Madrid, 5 mar 08:27 - (Agenzia Nova) - Il tentativo di politicizzare l'azione umanitaria in Venezuela è inaccettabile. Lo ha detto, in un 'intervista al quotidiano spagnolo "La Vanguardia", Francesco Rocca, presidente della Federazione Internazionale delle Società di Croce Rossa e Mezzaluna Rossa e presidente nazionale della Croce Rossa Italiana, di ritorno da una visita a Cucuta. "Il Venezuela non è il primo caso, lo abbiamo visto in Yemen o in Siria [...] non possiamo lavorare senza un accordo da entrambe le parti", ha aggiunto Rocca, avvertendo che nel paese latino "la situazione è molto seria". "Ciò che ho visto è inimmaginabile. Caracas è una città fantasma dopo le sei del pomeriggio, con tutti i negozi e i centri commerciali chiusi. Il sistema sanitario è sull'orlo del collasso. Non c'è sufficiente accesso ai farmaci e molte persone muoiono a causa di malattie facilmente trattabili. La mancanza di cibo è un'altra priorità", ha aggiunto Rocca.
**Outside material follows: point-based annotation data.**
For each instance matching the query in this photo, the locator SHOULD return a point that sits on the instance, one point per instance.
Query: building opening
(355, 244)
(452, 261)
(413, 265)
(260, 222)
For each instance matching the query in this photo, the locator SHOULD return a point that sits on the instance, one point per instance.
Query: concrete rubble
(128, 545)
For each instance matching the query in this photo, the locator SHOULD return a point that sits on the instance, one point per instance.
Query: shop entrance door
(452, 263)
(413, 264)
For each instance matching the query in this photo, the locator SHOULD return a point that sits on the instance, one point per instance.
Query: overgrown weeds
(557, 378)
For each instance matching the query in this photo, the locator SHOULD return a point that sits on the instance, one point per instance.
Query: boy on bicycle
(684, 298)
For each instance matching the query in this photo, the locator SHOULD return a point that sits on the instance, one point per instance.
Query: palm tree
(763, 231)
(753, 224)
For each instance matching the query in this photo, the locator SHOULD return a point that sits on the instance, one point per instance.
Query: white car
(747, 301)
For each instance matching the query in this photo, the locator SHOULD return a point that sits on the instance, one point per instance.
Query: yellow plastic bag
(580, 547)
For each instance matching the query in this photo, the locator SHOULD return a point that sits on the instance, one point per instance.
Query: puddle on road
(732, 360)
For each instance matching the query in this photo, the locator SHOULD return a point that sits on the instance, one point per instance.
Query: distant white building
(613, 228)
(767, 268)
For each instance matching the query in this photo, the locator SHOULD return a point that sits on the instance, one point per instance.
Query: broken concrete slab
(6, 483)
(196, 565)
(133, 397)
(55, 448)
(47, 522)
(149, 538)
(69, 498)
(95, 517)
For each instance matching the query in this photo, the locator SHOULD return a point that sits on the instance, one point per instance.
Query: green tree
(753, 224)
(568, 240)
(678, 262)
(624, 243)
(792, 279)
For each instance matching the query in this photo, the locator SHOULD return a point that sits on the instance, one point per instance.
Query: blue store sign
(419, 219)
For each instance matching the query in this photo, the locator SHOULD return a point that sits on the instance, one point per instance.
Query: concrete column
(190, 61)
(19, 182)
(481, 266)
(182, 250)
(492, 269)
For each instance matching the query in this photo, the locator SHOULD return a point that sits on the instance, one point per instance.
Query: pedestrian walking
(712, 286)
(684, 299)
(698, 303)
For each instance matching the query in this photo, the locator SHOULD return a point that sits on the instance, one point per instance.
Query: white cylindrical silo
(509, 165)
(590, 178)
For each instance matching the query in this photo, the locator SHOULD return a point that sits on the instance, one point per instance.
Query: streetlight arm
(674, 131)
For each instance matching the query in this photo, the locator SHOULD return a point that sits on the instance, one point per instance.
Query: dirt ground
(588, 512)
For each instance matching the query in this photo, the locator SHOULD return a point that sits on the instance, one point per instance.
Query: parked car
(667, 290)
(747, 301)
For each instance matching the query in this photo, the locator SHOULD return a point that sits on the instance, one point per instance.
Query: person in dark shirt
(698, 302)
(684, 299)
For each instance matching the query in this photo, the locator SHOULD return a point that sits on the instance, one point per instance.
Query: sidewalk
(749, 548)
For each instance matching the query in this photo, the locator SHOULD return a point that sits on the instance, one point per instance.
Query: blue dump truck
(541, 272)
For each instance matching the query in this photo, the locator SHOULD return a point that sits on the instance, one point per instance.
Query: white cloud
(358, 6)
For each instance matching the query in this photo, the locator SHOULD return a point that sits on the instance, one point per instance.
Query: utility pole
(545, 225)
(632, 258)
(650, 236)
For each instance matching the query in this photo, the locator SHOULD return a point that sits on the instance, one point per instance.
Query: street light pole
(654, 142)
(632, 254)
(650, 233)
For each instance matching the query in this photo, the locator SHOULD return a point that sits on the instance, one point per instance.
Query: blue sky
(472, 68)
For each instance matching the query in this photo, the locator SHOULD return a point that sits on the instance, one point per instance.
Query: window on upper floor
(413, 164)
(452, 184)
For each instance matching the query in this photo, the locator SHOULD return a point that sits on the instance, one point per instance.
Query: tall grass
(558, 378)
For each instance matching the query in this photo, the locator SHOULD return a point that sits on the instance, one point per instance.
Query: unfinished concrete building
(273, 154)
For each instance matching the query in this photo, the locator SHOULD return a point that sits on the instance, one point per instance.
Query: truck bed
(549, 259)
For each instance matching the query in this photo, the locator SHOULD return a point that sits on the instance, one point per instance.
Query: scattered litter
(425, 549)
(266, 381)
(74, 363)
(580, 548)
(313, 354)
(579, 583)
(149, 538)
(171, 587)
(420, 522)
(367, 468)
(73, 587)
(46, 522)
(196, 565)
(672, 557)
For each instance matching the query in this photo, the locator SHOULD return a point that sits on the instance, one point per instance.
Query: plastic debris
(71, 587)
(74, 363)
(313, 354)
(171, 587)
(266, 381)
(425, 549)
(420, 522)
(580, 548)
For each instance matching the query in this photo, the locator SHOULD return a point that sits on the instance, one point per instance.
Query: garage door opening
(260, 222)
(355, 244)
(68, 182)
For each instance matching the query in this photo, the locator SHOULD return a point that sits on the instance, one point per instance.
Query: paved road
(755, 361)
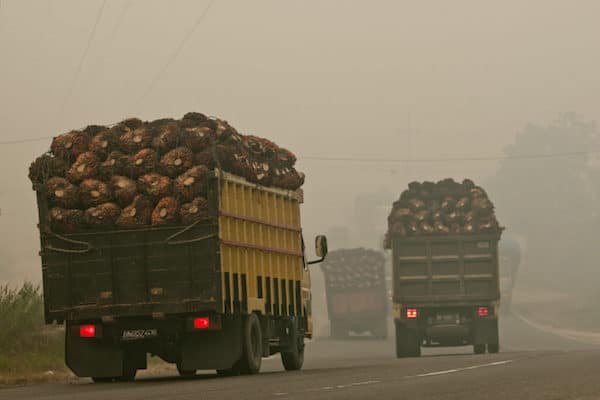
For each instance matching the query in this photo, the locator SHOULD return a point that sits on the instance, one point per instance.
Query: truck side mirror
(320, 249)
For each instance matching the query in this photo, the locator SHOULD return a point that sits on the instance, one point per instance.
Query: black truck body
(446, 292)
(205, 296)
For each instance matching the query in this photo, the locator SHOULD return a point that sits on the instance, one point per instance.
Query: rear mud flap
(485, 331)
(92, 358)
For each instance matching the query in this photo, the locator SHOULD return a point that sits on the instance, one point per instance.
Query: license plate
(139, 334)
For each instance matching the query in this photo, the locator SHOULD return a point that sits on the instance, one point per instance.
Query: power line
(395, 160)
(83, 57)
(453, 159)
(19, 141)
(176, 53)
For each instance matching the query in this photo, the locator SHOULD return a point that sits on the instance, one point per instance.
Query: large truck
(356, 293)
(446, 292)
(220, 294)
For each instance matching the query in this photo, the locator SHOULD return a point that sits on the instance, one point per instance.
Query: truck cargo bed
(130, 272)
(446, 270)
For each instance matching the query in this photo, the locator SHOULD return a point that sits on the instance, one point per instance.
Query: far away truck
(356, 292)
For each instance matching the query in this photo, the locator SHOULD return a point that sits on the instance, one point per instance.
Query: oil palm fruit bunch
(136, 214)
(103, 170)
(194, 211)
(443, 208)
(104, 215)
(166, 134)
(45, 167)
(166, 211)
(177, 161)
(93, 192)
(86, 166)
(191, 183)
(64, 220)
(124, 190)
(62, 193)
(103, 142)
(134, 140)
(70, 145)
(155, 186)
(115, 164)
(142, 162)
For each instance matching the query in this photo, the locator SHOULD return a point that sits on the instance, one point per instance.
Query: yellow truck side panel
(262, 261)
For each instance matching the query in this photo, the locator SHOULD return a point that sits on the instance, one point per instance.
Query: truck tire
(293, 358)
(479, 348)
(251, 359)
(493, 348)
(128, 375)
(102, 380)
(407, 342)
(184, 372)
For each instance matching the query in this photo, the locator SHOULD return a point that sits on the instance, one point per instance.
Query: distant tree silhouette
(553, 201)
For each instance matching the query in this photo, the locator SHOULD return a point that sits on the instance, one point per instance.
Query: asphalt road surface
(532, 365)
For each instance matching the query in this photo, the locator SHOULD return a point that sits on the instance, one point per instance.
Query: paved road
(532, 365)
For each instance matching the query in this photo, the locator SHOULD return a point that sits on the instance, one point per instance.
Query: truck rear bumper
(448, 333)
(112, 352)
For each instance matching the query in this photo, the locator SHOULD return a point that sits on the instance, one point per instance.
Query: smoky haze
(327, 79)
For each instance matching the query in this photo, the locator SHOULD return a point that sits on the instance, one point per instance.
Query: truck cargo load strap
(172, 242)
(87, 245)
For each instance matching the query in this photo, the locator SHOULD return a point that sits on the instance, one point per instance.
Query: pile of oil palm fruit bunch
(354, 269)
(443, 208)
(137, 173)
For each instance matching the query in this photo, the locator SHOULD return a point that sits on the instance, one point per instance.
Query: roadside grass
(29, 349)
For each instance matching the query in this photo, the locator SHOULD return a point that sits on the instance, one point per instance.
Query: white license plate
(139, 334)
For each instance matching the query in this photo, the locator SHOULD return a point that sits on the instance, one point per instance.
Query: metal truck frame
(220, 294)
(446, 292)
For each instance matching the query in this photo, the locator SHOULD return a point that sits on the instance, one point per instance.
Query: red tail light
(201, 323)
(87, 331)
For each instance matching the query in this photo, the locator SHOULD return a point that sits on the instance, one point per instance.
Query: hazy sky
(323, 78)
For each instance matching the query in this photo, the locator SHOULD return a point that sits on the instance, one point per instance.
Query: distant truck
(510, 260)
(446, 292)
(220, 294)
(356, 292)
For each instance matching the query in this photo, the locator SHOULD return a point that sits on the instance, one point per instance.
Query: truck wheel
(128, 375)
(493, 348)
(293, 359)
(185, 372)
(102, 380)
(479, 348)
(235, 371)
(252, 346)
(407, 342)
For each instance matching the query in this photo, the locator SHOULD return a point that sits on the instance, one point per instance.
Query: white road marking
(452, 371)
(349, 385)
(376, 381)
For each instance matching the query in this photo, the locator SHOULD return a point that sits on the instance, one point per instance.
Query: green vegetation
(28, 347)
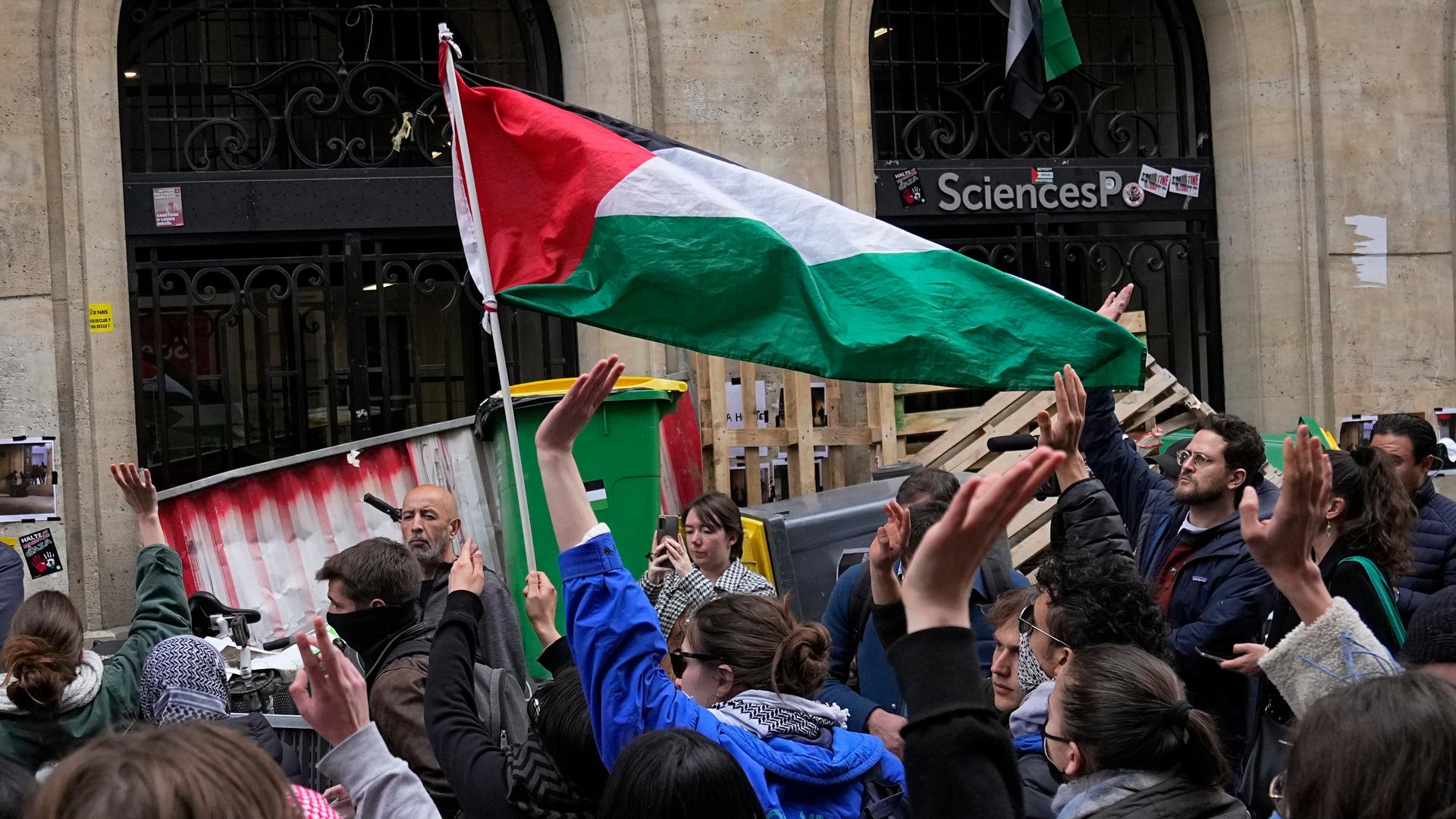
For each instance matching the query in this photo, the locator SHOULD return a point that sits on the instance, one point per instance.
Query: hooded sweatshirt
(104, 691)
(619, 648)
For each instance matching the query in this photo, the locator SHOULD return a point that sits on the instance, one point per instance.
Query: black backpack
(883, 799)
(500, 701)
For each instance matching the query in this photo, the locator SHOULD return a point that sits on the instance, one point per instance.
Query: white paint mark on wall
(1370, 253)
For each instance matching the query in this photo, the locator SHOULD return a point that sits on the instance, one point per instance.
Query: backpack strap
(881, 798)
(1382, 589)
(402, 649)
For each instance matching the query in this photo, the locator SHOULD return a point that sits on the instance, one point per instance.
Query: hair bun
(802, 659)
(36, 675)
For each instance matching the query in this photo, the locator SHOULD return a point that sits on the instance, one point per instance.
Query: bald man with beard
(428, 525)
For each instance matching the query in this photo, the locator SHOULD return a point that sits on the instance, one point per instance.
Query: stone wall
(1324, 134)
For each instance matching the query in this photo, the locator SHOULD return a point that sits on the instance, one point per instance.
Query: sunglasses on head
(679, 659)
(1027, 624)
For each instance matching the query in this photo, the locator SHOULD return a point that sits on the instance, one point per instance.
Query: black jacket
(264, 736)
(1433, 548)
(959, 755)
(1175, 799)
(472, 760)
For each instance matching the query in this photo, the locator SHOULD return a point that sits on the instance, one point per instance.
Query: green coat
(162, 611)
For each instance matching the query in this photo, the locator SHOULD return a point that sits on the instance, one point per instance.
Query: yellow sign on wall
(101, 319)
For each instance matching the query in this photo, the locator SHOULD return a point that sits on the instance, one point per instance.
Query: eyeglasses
(1055, 738)
(1199, 460)
(1277, 793)
(679, 659)
(1027, 626)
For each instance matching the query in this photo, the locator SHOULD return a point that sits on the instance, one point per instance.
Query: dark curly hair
(1379, 513)
(1101, 599)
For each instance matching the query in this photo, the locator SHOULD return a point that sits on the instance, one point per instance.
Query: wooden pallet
(963, 447)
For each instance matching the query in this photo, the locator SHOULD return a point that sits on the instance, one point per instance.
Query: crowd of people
(1196, 645)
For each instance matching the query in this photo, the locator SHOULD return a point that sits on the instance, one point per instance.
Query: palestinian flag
(1038, 49)
(593, 219)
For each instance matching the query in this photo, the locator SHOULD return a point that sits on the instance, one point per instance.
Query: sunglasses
(1027, 626)
(679, 659)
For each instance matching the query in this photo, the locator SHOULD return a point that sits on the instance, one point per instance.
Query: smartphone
(667, 526)
(1212, 656)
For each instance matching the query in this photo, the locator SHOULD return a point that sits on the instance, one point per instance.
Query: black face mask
(367, 630)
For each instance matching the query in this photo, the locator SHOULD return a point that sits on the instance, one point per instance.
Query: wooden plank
(934, 420)
(1014, 423)
(924, 388)
(752, 472)
(799, 416)
(883, 411)
(959, 436)
(717, 417)
(835, 409)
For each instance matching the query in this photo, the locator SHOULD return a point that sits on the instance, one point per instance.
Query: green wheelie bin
(619, 455)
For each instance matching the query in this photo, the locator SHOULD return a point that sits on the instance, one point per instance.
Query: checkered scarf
(184, 679)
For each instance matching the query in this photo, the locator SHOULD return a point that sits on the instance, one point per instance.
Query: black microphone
(1011, 444)
(394, 513)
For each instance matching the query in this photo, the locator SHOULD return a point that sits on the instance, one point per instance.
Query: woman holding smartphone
(683, 577)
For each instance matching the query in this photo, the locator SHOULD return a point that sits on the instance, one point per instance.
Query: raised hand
(677, 556)
(142, 496)
(468, 572)
(892, 538)
(570, 416)
(541, 607)
(1116, 303)
(940, 579)
(1283, 544)
(136, 487)
(329, 689)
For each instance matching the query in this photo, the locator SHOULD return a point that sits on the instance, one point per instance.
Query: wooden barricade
(799, 438)
(963, 447)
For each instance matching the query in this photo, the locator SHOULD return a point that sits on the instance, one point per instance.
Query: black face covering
(367, 630)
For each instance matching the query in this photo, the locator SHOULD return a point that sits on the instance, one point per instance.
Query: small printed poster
(1184, 183)
(41, 556)
(101, 316)
(166, 207)
(1153, 181)
(909, 186)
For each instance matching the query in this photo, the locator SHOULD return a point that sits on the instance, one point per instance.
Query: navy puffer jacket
(1433, 548)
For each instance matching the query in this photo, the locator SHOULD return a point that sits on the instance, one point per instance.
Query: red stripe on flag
(539, 175)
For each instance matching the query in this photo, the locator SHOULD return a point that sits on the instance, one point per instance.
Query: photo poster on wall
(28, 479)
(774, 468)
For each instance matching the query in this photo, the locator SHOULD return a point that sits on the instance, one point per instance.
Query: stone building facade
(1331, 146)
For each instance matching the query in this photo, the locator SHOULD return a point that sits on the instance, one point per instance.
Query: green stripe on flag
(1059, 50)
(736, 287)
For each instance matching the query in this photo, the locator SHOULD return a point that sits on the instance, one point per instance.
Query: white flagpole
(492, 319)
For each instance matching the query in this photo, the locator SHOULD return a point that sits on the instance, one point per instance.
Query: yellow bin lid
(560, 387)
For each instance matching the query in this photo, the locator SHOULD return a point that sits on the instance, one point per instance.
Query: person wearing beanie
(1430, 642)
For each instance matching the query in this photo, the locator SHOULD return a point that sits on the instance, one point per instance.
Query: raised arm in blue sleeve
(619, 648)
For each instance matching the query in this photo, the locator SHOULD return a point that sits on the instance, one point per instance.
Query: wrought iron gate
(296, 276)
(1141, 96)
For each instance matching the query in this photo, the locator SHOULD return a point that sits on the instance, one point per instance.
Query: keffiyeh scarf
(184, 679)
(766, 714)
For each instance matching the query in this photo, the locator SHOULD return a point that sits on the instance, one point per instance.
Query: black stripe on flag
(1025, 58)
(650, 140)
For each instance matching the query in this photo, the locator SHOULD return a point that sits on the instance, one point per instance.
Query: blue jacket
(12, 586)
(619, 648)
(1220, 595)
(878, 687)
(1433, 548)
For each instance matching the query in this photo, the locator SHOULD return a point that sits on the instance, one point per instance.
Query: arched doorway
(296, 276)
(1044, 197)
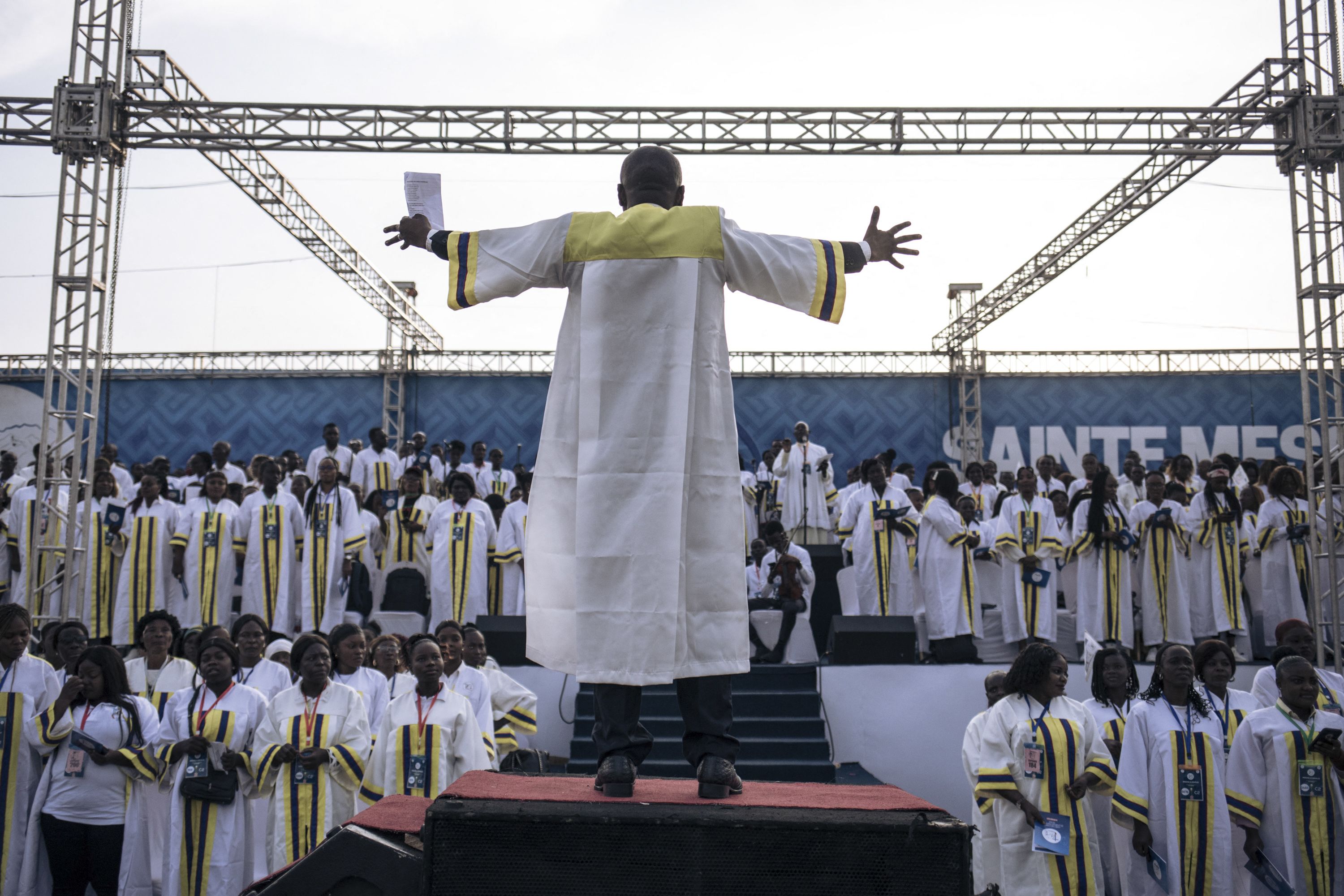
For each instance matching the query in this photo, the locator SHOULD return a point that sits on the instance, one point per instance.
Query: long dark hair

Interrogato sulla politica anti immigrati del ministro dell'Interno Matteo Salvini, il leader della Croce Rossa ha spiegato che in Italia, così come in tanti altri Paesi, si parla degli stranieri che minacciano il nostro stile di vita ma nessuno affronta il problema alla radice. "Perché fuggono dalle loro terre?", ha chiesto Rocca, invitando la politica ad agire a lungo termine.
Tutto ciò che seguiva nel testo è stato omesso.